China is the most populous country in the world and has one of the largest economies. Indeed, many fiscal commentators believe that it will become the world’s biggest economy in the next few years – so there has never been a better time to do business there.

However, while there is a lot of potential to succeed, doing business in China is not the same as doing it in the UK. It takes a long time to travel back and forth from China and so setting up there can take time, which is why some business insiders suggest establishing a team there first. This could mean approaching a Chinese partner to work with, or sending over some of your team from home to open a new branch. By having a permanent base in the country that is able to network with and build a pool of local talent, businesses can turn this inside knowledge into success.

For guidance on the more technical aspects of doing business in China, it’s worth heading to UK Trade & Investment’s website for information on trade laws and exporting. However, there are other aspects that are also worth considering if you wish to successfully expand your business in China. These include the local language and culture, and the etiquette expected from visitors to the country. By carefully researching this side, there’s a greater chance you will make the right impression and come away with the result you hoped for.

It’s not only vital to understand Chinese business etiquette in order to secure investment, find a partner or attract clients, but also so you can guarantee continued commercial success in the country. By becoming an expert, there is every chance your operation will flourish.

Language Of China

As China continues to provide bountiful opportunities for business, it is widely agreed that Mandarin Chinese is fast becoming the corporate language to know. However, the country is so vast it is home to a multitude of other languages and dialects.

Chinese is actually the name given to several mutually unintelligible languages. Before jetting off for your business meeting, it is vital you find out which one the people you are meeting speak.

Mandarin and Cantonese are the most widely spoken languages in China. Mandarin is the official language of the mainland, but it is far from being the only one spoken there. Cantonese is spoken largely in the south of China as well as Hong Kong. The two languages are similar, but Cantonese is more closely related to ancient Chinese and has a more complicated writing system. The Mandarin writing system is simplified and less traditional. The other key differences between the two languages are in their pronunciation and grammar.

Before you travel, find out what system is used in the region you are visiting. Cantonese is more traditional and complicated than Mandarin, so it’s beneficial to be aware of these differences ahead of your arrival.


The most important Chinese cultural concept to be aware of is ‘face’. This is a manifold sociological idea that incorporates elements of self-worth, respect to others, wisdom and pride. Before meeting with business people in China you should read up on ‘face’ and make sure you know how to give it, show it and save your own while you are there.

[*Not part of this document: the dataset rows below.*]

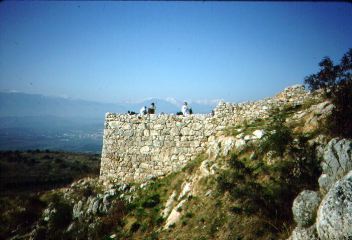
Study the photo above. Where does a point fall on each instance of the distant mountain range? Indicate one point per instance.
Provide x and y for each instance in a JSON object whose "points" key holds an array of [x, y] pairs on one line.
{"points": [[34, 121], [15, 104]]}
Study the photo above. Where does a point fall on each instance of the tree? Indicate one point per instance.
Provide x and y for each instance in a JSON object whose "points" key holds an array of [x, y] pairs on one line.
{"points": [[336, 81]]}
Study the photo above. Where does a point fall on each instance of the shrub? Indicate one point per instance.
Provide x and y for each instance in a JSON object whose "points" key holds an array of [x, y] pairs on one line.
{"points": [[336, 82], [268, 191]]}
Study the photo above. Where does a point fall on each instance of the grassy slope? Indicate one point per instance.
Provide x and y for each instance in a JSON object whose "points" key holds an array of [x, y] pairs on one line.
{"points": [[251, 199]]}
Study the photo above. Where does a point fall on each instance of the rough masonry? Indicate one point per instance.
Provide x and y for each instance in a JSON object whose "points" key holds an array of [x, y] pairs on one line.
{"points": [[136, 148]]}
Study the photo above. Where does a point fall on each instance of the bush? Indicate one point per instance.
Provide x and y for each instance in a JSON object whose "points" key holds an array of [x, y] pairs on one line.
{"points": [[336, 82], [268, 191]]}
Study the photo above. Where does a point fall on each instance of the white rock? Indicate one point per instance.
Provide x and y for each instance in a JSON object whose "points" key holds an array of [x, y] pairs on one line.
{"points": [[334, 220], [305, 207]]}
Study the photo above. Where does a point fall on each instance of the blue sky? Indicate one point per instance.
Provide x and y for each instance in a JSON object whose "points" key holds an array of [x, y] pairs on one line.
{"points": [[118, 51]]}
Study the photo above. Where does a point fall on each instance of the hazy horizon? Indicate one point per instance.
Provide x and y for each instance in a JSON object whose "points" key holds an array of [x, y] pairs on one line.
{"points": [[197, 51]]}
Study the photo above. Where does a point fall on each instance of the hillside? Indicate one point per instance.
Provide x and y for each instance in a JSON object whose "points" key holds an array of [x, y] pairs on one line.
{"points": [[242, 187]]}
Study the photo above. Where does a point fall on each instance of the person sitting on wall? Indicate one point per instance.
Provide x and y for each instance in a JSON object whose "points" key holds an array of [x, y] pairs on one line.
{"points": [[143, 111], [152, 109], [185, 109]]}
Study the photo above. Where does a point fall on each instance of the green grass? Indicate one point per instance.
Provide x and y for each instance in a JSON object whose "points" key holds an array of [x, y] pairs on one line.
{"points": [[41, 170]]}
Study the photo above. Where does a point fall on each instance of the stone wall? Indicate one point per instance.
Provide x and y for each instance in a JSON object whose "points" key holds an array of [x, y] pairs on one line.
{"points": [[136, 148]]}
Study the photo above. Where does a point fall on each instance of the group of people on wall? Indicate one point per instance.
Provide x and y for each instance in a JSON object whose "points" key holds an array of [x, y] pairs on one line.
{"points": [[185, 110]]}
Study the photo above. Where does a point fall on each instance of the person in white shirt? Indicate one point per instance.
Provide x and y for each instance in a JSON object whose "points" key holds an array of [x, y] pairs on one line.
{"points": [[143, 111], [152, 109], [185, 109]]}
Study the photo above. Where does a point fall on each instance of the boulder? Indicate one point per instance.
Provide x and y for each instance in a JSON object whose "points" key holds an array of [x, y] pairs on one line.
{"points": [[305, 208], [300, 233], [334, 219], [337, 162]]}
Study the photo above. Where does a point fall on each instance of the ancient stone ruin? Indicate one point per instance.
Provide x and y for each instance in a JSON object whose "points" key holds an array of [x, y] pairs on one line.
{"points": [[136, 148]]}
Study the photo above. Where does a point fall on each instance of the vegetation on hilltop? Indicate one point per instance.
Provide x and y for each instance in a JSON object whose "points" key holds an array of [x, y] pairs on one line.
{"points": [[336, 82]]}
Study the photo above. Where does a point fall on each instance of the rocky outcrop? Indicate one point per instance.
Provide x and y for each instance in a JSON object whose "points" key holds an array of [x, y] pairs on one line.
{"points": [[337, 162], [334, 215], [305, 208], [334, 219], [301, 233], [136, 148]]}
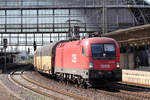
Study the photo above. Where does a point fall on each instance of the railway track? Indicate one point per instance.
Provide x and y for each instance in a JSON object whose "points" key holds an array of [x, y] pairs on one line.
{"points": [[139, 92], [123, 92], [44, 90]]}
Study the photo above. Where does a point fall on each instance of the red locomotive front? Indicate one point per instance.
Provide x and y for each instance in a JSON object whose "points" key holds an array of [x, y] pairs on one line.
{"points": [[96, 60]]}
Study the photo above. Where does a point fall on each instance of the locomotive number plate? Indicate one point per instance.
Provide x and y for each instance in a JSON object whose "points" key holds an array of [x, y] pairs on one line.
{"points": [[105, 66]]}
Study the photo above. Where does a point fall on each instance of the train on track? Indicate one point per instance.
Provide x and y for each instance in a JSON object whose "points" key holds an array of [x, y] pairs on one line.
{"points": [[94, 61]]}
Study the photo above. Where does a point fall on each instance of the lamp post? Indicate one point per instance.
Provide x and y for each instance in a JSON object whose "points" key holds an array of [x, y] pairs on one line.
{"points": [[5, 46]]}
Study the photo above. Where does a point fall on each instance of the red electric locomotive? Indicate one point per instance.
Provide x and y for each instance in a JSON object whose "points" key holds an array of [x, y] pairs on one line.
{"points": [[92, 60]]}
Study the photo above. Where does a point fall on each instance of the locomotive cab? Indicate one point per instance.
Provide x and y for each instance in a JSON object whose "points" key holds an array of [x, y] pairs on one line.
{"points": [[104, 61]]}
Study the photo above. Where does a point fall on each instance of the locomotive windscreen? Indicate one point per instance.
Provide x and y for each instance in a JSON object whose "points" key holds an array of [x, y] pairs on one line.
{"points": [[103, 51]]}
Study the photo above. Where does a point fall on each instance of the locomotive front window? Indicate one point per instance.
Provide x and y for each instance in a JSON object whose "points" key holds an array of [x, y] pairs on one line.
{"points": [[103, 51]]}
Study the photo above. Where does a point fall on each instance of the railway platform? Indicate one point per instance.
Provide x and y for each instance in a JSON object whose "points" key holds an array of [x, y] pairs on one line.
{"points": [[140, 76]]}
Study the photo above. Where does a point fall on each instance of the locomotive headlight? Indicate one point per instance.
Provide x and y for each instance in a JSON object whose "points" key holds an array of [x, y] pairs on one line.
{"points": [[90, 64], [117, 64]]}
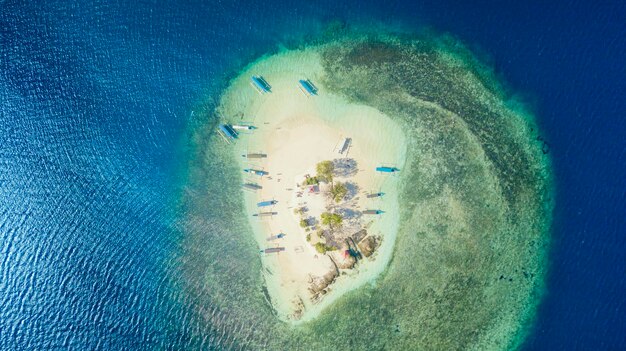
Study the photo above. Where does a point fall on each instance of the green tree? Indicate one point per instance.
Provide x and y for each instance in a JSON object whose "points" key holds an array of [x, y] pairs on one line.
{"points": [[332, 220], [338, 191], [325, 170], [304, 223]]}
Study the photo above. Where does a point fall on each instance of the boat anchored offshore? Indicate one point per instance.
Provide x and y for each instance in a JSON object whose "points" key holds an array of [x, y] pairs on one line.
{"points": [[307, 87], [345, 146], [267, 203], [273, 250], [227, 132], [255, 171], [385, 169], [252, 186], [260, 84], [243, 127], [276, 237], [372, 212], [254, 155], [265, 214]]}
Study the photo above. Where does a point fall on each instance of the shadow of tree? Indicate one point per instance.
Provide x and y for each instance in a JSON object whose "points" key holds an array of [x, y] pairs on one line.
{"points": [[344, 167]]}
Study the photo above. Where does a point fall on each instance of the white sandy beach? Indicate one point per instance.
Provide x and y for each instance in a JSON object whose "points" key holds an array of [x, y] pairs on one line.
{"points": [[297, 132]]}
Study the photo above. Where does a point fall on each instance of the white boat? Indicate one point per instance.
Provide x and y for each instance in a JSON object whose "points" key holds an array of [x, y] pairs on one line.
{"points": [[242, 127], [346, 145]]}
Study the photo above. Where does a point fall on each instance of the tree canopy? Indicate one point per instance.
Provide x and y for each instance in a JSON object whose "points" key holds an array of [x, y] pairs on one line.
{"points": [[325, 170]]}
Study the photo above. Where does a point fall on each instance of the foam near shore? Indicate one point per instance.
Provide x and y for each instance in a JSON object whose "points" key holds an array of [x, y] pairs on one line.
{"points": [[297, 131]]}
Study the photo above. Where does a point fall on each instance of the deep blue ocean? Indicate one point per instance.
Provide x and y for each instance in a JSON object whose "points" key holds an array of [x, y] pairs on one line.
{"points": [[98, 100]]}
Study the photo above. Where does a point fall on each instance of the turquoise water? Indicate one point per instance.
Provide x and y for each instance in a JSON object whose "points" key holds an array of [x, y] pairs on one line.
{"points": [[475, 217], [111, 233]]}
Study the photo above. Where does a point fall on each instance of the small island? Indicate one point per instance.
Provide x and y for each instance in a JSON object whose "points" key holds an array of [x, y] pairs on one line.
{"points": [[319, 181]]}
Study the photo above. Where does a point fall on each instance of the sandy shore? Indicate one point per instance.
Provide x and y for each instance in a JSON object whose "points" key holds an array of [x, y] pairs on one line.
{"points": [[297, 131]]}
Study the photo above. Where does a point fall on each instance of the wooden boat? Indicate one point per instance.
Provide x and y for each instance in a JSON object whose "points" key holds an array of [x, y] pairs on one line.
{"points": [[276, 237], [255, 171], [227, 132], [346, 145], [386, 169], [273, 250], [252, 186], [266, 203], [242, 127], [265, 214], [260, 84], [307, 87], [254, 155]]}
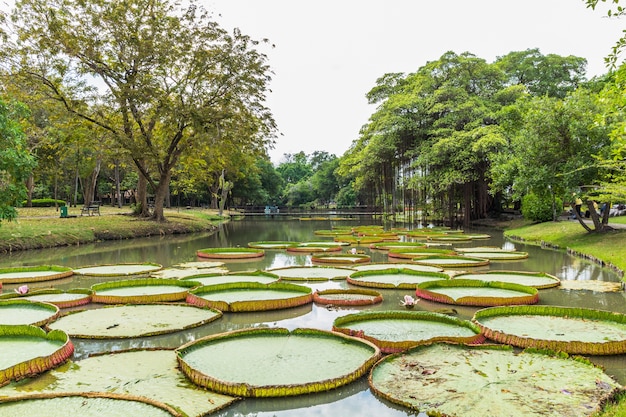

When you meet your hosts, greet the most senior – usually the oldest – person in the room first. Shaking hands is an acceptable form of greeting and you should only address people by their title and surname unless instructed by them to do otherwise. Be certain to hand each person a business card and when you receive one from them accept it carefully with both hands. It is worth printing your details on one side in English and getting them translated into Mandarin (using the correct writing system) on the other side, as this shows you have made an extra effort to localize your business for China.

Chinese society is more group than individual-led. This means that the needs of the group are put ahead of the feelings of the individual. At meetings, it is considered impolite to speak over someone else as it suggests you think your opinion is more important than theirs – and this is also a way of causing them to lose ‘face’.


Body language and facial expression is as important a part of communication as the words you say. Try not to frown or roll your eyes while someone is talking, as it takes face from them. Smile a lot as it helps you look open and appreciative.

While body language is important, eye contact is less well received. While in the west maintaining eye contact with someone is a sign you are interested in what they are saying and not trying to hide anything, in the east it is seen as encroaching on someone’s personal space when you stare into their eyes. Don’t be surprised if your hosts don’t maintain eye contact with you – and avoid doing it to them.

If you are invited out to dinner as part of your meeting, don’t tuck into your meal until your host has begun – and try to use chopsticks! You should attempt to sample everything and compliments for the chef and host will be well received. However, you should not finish every last thing on the table, as this is actually regarded as a sign you are not full and that the host has failed to be generous enough.

In the UK, people are typically happy to get down to business straight away at meetings as it saves time. This is not the case in China, where it would be considered impolite. Instead, it is customary to exchange pleasantries first and build up a rapport – so don’t be surprised if early meetings don’t result in much business chit-chat. This should not be regarded as a failure though, as the better your relationship the more chance you have of building loyal business links.

Due to the importance of ‘face’ in China, the language people use is typically more positive and diplomatic than what westerners might be used to. Make sure you understand this so you don’t come away from a meeting with false hope. Instead, carefully negotiate and show you are willing to make concessions where possible – this is the best way to convince your hosts to work with you.

Doing business in China is so different to making deals in the western hemisphere, but by taking the time to prepare and research the language, culture and business etiquette, you will substantially increase your chances of success.